India dan China, dua perekonomian besar dengan pertumbuhan tercepat yang produk domestik bruto (PDB) gabungannya mencapai lebih dari 22 triliun dolar AS (1 dolar AS = Rp16.862) dan kapasitas manufaktur gabungannya mencapai hampir 35 persen dari kapasitas manufaktur global, memiliki pengaruh ekonomi yang signifikan. Kolaborasi kedua negara itu berpotensi menciptakan manfaat substansial bagi mereka sendiri maupun bagi negara-negara berkembang lainnya.
Dengan bekerja sama, kedua negara tersebut dapat membangun akses pasar timbal balik yang vital, mengembangkan kerangka finansial alternatif, menyelaraskan standar teknis, serta mengoordinasikan sumber daya secara efektif bagi negara-negara Global South. Kemitraan yang konstruktif ini dapat membuka jalan bagi tata kelola ekonomi global yang lebih adil.
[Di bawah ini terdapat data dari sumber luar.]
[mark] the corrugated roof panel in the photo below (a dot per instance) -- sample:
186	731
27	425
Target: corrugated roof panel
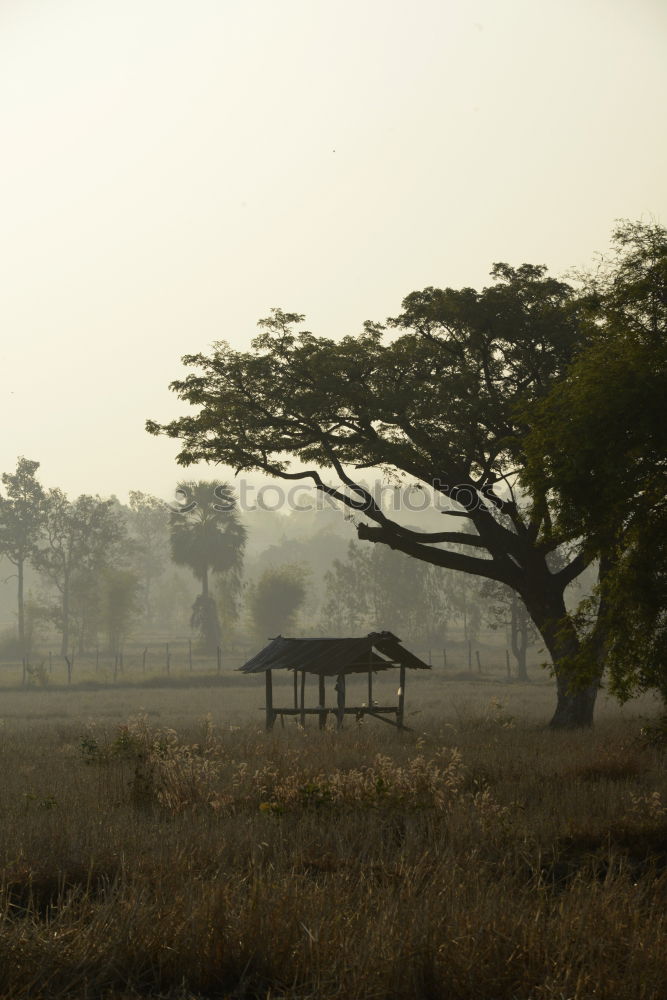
333	656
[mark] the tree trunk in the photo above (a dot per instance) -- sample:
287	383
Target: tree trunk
575	699
65	611
19	566
519	633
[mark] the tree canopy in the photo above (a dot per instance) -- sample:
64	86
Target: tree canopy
443	394
598	447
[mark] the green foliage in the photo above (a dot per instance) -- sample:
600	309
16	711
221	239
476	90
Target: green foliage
276	599
205	621
120	604
81	539
598	448
22	512
455	400
376	588
208	537
148	524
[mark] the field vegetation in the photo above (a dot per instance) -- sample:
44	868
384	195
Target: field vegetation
170	854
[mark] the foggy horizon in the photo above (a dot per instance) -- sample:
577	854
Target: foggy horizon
169	176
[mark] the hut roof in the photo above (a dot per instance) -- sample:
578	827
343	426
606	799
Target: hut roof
376	651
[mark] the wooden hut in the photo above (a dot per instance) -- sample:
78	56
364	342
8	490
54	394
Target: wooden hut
334	658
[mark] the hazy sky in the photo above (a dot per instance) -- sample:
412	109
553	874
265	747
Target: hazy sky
169	171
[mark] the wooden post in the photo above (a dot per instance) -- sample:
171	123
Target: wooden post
340	689
323	718
269	700
401	698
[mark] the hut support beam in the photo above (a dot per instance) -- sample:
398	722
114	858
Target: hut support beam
323	715
401	698
340	688
270	716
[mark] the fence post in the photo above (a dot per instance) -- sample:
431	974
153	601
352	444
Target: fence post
303	699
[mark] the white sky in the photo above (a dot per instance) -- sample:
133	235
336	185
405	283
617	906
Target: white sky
169	171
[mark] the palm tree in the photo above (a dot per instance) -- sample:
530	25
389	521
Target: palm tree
208	537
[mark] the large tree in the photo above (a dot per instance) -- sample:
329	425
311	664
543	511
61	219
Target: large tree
22	511
208	537
445	400
598	448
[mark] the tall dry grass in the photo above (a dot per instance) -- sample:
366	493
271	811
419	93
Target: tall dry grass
484	859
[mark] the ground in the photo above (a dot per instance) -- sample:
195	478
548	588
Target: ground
156	842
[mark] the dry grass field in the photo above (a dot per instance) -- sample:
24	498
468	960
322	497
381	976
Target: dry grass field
156	842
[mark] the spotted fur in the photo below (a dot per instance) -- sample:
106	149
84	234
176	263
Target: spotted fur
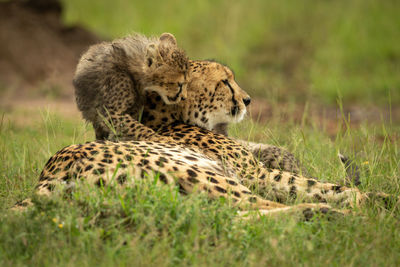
196	159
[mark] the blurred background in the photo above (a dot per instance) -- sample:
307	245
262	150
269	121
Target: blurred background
302	54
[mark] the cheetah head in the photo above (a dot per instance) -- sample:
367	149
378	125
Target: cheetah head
165	69
214	98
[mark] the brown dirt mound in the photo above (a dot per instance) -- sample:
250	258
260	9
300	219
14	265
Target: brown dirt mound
36	49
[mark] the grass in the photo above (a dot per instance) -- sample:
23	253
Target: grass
152	225
293	49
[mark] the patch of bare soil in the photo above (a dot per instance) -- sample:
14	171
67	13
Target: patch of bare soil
36	49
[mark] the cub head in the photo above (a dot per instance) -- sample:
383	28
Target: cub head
214	98
165	68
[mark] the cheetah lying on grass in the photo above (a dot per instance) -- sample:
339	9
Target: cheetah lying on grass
196	159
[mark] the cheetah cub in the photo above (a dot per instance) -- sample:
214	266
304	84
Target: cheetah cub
112	77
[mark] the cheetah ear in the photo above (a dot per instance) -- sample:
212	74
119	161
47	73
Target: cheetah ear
168	38
152	55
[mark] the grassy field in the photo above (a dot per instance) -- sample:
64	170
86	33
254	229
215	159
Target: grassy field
152	225
295	50
291	51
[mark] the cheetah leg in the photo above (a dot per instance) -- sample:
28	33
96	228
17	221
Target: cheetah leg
275	157
284	186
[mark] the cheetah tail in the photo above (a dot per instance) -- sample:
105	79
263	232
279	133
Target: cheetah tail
352	170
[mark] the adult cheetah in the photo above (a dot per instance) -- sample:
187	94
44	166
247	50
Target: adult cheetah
195	158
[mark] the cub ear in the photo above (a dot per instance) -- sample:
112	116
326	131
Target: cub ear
152	55
168	38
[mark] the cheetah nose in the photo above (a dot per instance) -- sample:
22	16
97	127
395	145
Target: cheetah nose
246	101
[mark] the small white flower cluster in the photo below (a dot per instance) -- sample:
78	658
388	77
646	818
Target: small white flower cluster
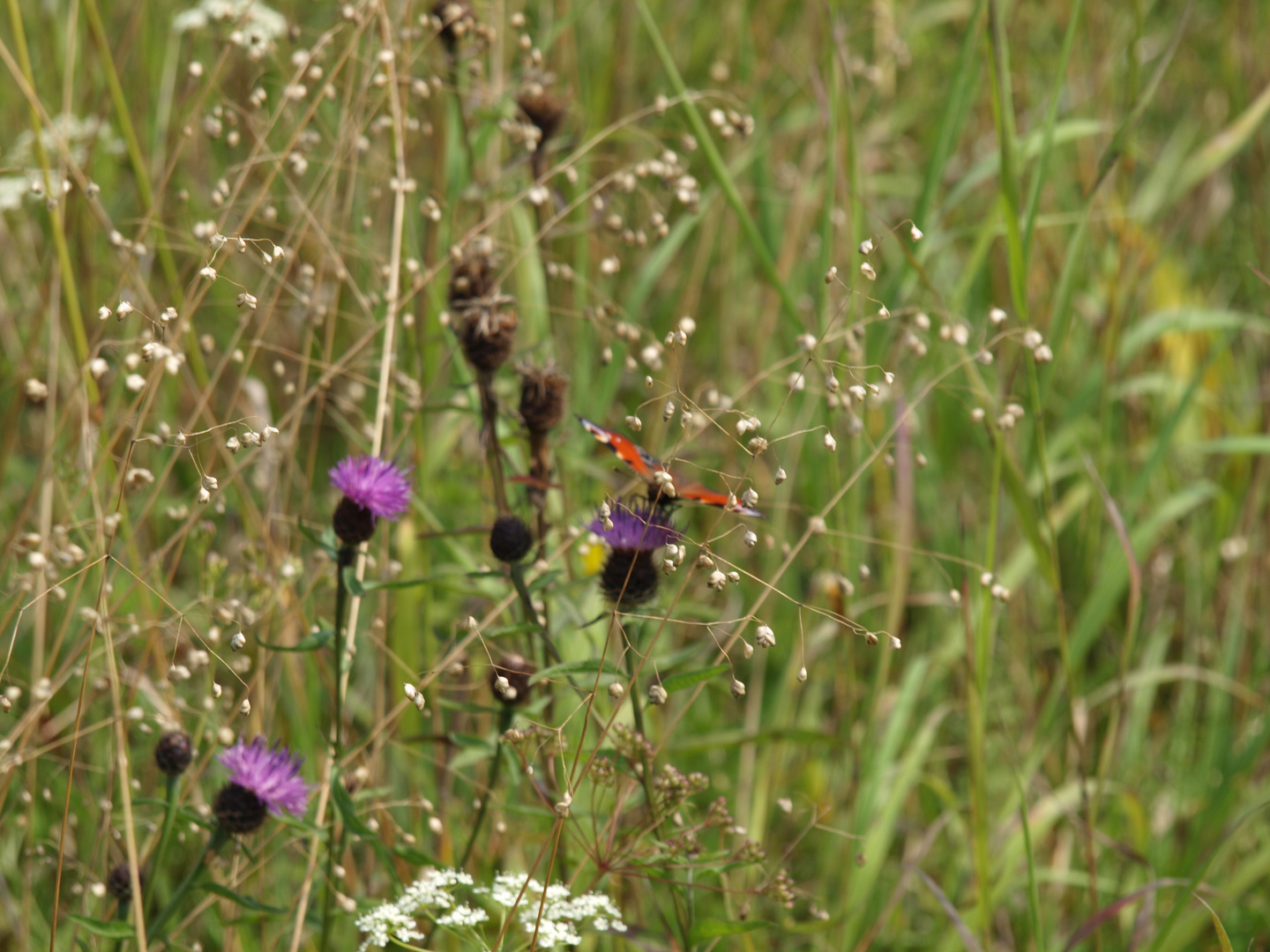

Selain itu, mempercepat dedolarisasi dan memperkuat kerangka-kerangka kerja, seperti BRICS dan New Development Bank, dapat meningkatkan otonomi keuangan mereka.
Meski koordinasi India-China sangat penting agar respons bisa efektif, negara-negara Global South lainnya juga harus dilibatkan. Konferensi Asia Afrika 1955 dan Konferensi WTO Tingkat Menteri di Bali pada 2013 menunjukkan potensi kerja sama Selatan-Selatan.
Negara-negara berkembang dapat melawan ancaman ekonomi AS dan memperkuat pengaruh mereka dalam tata kelola ekonomi internasional dengan solidaritas. Koordinasi India-China pun sangat penting. Jika dua perekonomian besar tersebut berbicara sebagai satu kesatuan, dunia tentu akan mendengarkan.
Catatan editor: Penulis artikel adalah Mohammed Saqib. Dia pendiri sekaligus sekretaris jenderal Dewan Ekonomi dan Kebudayaan India-China (India China Economic and Cultural Council), sebuah wadah pemikir (think tank) tentang masalah ekonomi dan budaya India-China.
Pandangan yang diungkapkan dalam artikel ini adalah milik penulis dan tidak mencerminkan pandangan Kantor Berita Xinhua.